WEEE reprocessors criticise Defra over lower collection targets
Following news that the 2017 collection target for waste electrical and electronic equipment (WEEE) was missed by almost 100,000 tonnes, the government has proposed reducing 2018 targets by 14 per cent, triggering dismay from the industry.
The latest statistics from the Environment Agency (EA) showed that 522,901 tonnes of WEEE were collected by producer compliance schemes in 2016/17, falling short of the 2017 target of 622,033. The achieved figure is also almost 60,000 tonnes less than the amount collected the previous year.
The first draft of the 2018 targets from the Department for Environment, Food and Rural Affairs (Defra) sets out a proposed aim of 532,818, which is a 14 per cent decrease from the missed 2017 target. This means compliance schemes would be required to collect only 9,919 tonnes more than was achieved in 2017.
The news has received condemnation from some in the industry. The Environmental Services Association (ESA), representing the UK waste management and recycling industry, said it welcomed the opportunity to comment on the proposed targets before they are finalised on 31 March.
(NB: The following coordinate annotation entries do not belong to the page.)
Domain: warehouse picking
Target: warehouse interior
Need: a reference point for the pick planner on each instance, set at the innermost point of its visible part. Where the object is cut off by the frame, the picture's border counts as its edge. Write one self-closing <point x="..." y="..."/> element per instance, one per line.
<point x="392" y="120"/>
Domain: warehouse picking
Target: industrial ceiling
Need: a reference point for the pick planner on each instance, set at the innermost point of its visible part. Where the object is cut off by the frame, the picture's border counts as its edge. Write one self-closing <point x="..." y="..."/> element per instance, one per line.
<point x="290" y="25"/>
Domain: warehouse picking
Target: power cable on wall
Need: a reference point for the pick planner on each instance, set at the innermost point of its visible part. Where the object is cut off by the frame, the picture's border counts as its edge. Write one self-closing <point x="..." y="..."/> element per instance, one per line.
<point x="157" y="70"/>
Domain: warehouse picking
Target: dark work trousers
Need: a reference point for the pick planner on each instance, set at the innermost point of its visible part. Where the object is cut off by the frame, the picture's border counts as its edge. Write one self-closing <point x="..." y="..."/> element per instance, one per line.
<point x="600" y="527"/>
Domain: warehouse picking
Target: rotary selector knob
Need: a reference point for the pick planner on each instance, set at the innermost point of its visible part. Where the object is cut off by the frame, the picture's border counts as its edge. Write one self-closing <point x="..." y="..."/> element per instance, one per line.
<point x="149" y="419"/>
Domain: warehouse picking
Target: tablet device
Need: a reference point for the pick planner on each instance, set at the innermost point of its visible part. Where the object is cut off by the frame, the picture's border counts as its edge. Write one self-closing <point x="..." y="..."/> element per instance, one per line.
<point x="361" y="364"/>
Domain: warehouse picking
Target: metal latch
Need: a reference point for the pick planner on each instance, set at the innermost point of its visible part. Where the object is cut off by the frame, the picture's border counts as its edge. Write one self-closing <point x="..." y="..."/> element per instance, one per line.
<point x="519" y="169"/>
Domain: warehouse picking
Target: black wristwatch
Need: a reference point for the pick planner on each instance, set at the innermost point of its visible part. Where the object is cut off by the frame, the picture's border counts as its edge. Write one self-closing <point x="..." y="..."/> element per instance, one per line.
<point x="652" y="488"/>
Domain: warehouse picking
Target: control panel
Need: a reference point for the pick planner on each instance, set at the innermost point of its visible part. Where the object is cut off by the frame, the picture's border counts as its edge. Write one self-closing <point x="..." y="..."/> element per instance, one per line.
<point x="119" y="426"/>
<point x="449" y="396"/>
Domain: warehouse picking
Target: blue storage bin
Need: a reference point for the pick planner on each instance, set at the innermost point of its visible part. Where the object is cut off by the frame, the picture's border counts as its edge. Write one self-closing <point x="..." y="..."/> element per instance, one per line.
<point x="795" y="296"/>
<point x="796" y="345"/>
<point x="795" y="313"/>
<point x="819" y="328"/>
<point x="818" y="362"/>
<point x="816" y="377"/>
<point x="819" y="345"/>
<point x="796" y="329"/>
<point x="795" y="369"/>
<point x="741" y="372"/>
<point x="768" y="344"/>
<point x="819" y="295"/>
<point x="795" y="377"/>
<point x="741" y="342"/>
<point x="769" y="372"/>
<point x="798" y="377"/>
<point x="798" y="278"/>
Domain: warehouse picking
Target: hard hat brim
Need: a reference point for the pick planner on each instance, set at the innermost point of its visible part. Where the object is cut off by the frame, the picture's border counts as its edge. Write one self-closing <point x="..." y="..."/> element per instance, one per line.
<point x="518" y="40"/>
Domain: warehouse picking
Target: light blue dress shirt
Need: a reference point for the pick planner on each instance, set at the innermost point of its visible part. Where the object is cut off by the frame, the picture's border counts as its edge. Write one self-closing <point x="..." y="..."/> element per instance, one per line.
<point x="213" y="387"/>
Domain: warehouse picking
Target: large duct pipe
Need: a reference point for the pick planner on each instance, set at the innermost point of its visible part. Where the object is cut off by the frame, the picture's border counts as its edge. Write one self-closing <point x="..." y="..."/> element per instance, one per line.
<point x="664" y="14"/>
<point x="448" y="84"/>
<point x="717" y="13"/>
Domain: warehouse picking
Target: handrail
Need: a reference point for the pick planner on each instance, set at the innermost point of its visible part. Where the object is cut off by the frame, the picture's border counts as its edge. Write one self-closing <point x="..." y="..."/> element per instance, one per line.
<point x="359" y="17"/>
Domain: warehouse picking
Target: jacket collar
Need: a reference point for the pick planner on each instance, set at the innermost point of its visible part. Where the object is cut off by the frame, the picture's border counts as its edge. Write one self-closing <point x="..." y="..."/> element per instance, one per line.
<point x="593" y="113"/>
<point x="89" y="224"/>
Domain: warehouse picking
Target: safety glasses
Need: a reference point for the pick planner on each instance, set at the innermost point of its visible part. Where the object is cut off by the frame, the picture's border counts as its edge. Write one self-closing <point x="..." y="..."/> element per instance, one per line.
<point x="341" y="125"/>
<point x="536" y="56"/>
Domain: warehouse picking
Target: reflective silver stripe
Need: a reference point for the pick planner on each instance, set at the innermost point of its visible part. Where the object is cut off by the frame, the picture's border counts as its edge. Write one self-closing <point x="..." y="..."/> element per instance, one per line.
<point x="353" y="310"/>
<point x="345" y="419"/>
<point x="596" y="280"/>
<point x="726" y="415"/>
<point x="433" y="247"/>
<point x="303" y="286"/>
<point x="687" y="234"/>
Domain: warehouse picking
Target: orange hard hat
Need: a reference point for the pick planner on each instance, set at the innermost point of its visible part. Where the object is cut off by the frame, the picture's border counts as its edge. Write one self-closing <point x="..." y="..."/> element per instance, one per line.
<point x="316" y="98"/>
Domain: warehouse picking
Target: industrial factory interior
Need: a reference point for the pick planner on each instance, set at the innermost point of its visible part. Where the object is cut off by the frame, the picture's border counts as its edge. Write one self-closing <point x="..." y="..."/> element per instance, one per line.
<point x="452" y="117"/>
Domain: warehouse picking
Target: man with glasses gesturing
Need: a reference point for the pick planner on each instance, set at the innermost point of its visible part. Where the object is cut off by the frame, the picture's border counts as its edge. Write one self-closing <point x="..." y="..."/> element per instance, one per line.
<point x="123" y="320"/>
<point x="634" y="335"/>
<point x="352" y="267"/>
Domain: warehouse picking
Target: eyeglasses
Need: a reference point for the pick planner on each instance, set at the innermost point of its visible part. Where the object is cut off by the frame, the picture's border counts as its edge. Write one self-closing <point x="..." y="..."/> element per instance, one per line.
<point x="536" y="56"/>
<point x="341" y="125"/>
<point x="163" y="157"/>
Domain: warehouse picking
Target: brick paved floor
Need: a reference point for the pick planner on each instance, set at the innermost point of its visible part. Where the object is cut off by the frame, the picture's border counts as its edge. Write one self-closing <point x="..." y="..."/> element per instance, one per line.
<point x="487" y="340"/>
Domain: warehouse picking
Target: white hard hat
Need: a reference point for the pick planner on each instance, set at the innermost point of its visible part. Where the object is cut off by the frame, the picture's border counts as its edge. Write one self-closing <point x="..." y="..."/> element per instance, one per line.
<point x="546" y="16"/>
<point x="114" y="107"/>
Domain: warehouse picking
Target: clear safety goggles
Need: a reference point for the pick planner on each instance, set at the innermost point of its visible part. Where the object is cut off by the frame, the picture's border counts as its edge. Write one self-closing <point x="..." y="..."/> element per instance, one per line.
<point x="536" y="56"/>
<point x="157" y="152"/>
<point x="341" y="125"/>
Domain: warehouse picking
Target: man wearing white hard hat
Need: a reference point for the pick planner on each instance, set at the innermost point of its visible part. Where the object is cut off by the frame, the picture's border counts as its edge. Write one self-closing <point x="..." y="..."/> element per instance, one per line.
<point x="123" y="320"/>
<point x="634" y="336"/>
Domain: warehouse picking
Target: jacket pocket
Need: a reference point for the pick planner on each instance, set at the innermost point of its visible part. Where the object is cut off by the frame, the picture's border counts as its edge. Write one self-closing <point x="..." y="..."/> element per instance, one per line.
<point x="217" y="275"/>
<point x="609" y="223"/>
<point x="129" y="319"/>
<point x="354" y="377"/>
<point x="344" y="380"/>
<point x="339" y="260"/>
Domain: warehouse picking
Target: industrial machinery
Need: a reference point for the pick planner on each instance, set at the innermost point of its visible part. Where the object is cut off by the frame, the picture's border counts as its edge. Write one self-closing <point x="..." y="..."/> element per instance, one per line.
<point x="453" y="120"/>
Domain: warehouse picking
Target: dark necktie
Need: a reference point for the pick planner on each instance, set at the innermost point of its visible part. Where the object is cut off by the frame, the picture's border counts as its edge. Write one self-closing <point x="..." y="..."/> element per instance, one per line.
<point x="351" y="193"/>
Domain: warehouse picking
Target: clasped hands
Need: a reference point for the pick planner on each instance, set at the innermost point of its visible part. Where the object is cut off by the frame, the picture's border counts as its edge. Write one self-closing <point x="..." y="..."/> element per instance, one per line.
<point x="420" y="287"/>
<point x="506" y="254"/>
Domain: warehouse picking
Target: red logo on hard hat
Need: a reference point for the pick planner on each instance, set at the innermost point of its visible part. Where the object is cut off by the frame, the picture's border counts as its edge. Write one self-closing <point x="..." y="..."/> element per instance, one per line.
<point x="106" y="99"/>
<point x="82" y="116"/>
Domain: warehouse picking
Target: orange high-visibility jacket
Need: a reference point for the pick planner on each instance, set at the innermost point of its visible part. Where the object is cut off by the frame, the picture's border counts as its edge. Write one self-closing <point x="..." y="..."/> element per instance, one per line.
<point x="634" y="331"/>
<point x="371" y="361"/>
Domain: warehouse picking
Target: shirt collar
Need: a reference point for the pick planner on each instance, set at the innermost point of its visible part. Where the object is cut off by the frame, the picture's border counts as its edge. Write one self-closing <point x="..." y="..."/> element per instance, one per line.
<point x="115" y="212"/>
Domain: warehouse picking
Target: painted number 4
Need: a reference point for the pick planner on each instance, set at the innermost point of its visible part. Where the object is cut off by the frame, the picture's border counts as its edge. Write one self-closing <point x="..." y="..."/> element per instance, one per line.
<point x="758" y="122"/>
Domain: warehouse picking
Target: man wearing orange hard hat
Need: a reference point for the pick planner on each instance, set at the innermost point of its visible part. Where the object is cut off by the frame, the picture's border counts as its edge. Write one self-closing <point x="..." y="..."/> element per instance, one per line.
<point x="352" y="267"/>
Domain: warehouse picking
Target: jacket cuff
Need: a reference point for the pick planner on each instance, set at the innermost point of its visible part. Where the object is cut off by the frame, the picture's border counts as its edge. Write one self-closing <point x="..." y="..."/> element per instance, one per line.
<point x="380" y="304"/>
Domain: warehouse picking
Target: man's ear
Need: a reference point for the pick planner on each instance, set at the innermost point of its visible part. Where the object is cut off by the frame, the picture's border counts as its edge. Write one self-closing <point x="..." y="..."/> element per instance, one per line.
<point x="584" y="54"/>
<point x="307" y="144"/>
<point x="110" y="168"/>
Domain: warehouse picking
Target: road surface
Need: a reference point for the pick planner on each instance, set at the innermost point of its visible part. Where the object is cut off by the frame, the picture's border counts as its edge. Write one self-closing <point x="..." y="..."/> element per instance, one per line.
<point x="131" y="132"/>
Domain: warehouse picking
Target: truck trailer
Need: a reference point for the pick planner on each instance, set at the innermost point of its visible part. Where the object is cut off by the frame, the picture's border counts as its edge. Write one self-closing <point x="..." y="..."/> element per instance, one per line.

ESA members have blamed the 2017 collection shortfall on leakage from the system, claiming the problem lies in ‘illegal activity’ and poor recording of WEEE prepared for reuse which is not then classified as waste. In a statement released yesterday (15 March) the ESA said: ‘The correct response to this situation is not to reduce WEEE collection targets to the level of 2017 collections, as Defra proposes, but to hold 2018 targets at broadly 2017 levels while tackling the problem of illegal leakage and non-recording of the WEEE that is out there.’
Roy Hathaway, ESA Policy Adviser, commented: “Defra should heed the criticism from right across the waste management sector that reducing the WEEE collection targets by 14 per cent is not the right way to tackle the shortfall in last year’s targets, much less to move the industry forward to meet the higher targets for 2019 and beyond.”
He added that new actions to address illegal leakage of WEEE should be funded with the revenue raised through last year’s compliance fees.
Targets 'lack ambition'
The AATF (Approved Authorised Treatment Facility) Forum, representing operators of WEEE processing plants, said the proposed 2018 targets ‘lack ambition’, agreeing with the ESA that there is ‘significant leakage’ in the system and adding that the compliance fee system has created a ‘lack of incentive to collect WEEE’, leading to ‘potentially obligated WEEE being processed through informal – and often environmentally damaging – disposal routes’.
With the UK continuing to move the goalposts closer, it is unclear whether the country will be able to meet the challenge of the EU-wide WEEE targets, which are set to rise in 2019 to 65 per cent of the weight of new products placed on the market. However, it has been questioned how successfully the UK’s WEEE collection targets reflect the evolving nature of the material.
Mark Burrows-Smith, CEO of the country’s largest WEEE compliance provider REPIC, suggested in September last year that the 2017 targets were too ambitious, adding: “REPIC strongly believes that more evidence-based research is required to help set future collection targets.” He raised the point that the tonnage of household electrical and electronic equipment (EEE) put on the market has been falling year on year, making it “unsurprising” that the amount of WEEE produced is down.
John Redmayne of the European Recycling Platform UK also suggested that reasons for the missed target could be more nuanced, asking: “is more WEEE being collected outside of the producer compliance system? Are EEE and WEEE getting lighter? Do these explain why collections of most WEEE streams - particularly LDA and Display - have dropped? And is this why less EEE was put on the UK market than in the previous year for the first time in five years?”